= Secondary poverty =

Poverty caused by non-essential spending

Secondary poverty is a description of poverty referring to those living below the poverty line whose income was sufficient for them to live above the line, but was spent on things other than the necessities of life.

In 18th and 19th century Great Britain, the practice of temperance among Methodists, as well as their rejection of gambling, allowed them to eliminate secondary poverty and accumulate capital.

The term was coined by Seebohm Rowntree after his investigations into poverty in York.

== Factors contributing to secondary poverty ==
=== Alcohol use ===

The Bureau of Labor Statistics found that "the average American consumer dedicates 1 percent of all their spending to alcohol".

In Scotland, households spent an average of £8.90 a week on alcohol.

=== Gambling ===
In the United States, the average individual loses $400.00 to gambling each year.

The British National Anti-Gambling League, which was founded in 1890, condemned the lottery as a cause of secondary poverty. More recently, the sociologist Gerda Reith stated that the lottery exploited working classes, which see it as one of the sole avenues for liberation from oppression. Reith stated that governments use the lottery as a means to increase their revenue and called it an "extra form of taxation".
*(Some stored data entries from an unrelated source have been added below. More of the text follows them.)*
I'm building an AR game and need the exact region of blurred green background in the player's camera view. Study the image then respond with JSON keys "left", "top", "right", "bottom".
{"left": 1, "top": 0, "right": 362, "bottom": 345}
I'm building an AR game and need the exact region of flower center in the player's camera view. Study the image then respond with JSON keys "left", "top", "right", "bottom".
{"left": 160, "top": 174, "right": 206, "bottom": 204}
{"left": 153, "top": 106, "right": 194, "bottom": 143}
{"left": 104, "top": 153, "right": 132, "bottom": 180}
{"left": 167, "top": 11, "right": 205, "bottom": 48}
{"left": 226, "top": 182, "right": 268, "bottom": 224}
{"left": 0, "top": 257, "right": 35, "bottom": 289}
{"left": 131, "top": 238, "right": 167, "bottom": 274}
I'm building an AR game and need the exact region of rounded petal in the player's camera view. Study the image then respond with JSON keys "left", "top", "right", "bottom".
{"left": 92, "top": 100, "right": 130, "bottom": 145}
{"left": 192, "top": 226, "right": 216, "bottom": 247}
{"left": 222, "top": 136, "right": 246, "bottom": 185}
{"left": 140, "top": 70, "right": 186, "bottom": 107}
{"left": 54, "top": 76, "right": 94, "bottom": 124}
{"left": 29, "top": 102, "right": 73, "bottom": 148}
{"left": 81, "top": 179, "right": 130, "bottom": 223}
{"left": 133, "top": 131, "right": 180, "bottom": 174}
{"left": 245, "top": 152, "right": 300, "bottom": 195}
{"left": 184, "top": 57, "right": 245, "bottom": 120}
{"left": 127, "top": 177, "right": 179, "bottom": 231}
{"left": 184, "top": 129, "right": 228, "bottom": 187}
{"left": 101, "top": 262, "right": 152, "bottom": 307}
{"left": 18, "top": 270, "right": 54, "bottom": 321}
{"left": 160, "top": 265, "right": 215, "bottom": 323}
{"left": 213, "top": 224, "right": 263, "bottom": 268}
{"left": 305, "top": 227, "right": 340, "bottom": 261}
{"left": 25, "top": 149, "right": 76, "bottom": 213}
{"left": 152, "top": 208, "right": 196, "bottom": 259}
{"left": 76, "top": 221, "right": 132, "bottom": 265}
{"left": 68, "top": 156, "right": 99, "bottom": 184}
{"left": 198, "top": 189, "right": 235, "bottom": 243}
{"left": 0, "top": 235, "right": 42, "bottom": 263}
Indeed, people in the low-income brackets (2.8%) spend a higher percentage of their household income on games of chance than people in higher income brackets (0.5%). That is important since the risk of gambling related harm increases significantly when more than 1% of gross family income is spent on gambling activities. The additional risk of gambling for those in a lower-income bracket warrants further attention with the expansion of government-operated gambling throughout Canada, especially since increased rates of problem gambling prevalence are linked to enhanced accessibility and availability. Problem gambling can be defined as difficulties in limiting money and/or time spent on the activity, which leads to problems for the gambler and others. According to Hahmann and Matheson (n.d.), two life events can lead to homelessness: significant job loss and problem gambling.

=== Tobacco ===

In India, smokers spend ₹36,000 annually on smoking cigarettes.

===Other drugs===
"A survey from 2007 notes that 23% of unemployed persons had used cocaine at least once.", although homelessness may contribute to the use of cocaine, rather than the other way around.